Mais de 40 pesquisadores já foram escalados para participar da pesquisa e divididos de acordo com as áreas de estudo. Maurício diz que esse número vai aumentar, à medida que o tempo for passando. A fase atual consiste em relacionar os estudos desenvolvidos isoladamente na UFG para elaborar a sistemática do projeto e fechar parcerias com órgãos públicos e instituições privadas para facilitar o financiamento. O cronograma prevê que os trabalhos de campo sejam iniciados em janeiro de 2013. “Em 24 meses, teremos mais de 80% do diagnóstico finalizado e com dados suficientes para repassar ao poder público”, calcula o professor. As demais informações serão complementadas posteriormente.
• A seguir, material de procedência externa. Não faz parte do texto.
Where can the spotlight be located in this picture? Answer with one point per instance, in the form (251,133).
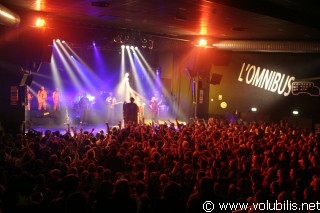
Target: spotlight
(150,44)
(144,43)
(40,22)
(202,42)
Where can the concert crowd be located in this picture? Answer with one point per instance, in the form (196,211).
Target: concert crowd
(169,167)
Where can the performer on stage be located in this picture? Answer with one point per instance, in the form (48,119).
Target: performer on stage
(42,99)
(154,108)
(141,105)
(56,100)
(111,101)
(84,105)
(29,99)
(131,111)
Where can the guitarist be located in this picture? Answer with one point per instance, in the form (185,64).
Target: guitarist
(110,101)
(154,108)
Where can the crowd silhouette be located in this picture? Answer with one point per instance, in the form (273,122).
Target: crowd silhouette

Plano diretor é visto como caso de urgência

Maurício Sales destaca que a postura defendida pela UFG é a de que o Meia Ponte não precisa apenas de um diagnóstico, mas de um plano diretor, em caráter de urgência. A experiência já foi atestada em outros rios do Brasil e com bons resultados. Em Goiás, seria inédita, mas completamente possível e necessária, conforme o superintendente de Recursos Hídricos da Secretaria Estadual de Meio Ambiente e dos Recursos Hídricos (Semarh), Bento de Godoi Neto. A Secretaria já se prontificou em apoiar o projeto da UFG e, em evento na última segunda-feira, Bento disse que a intenção é atuar diretamente nos trabalhos.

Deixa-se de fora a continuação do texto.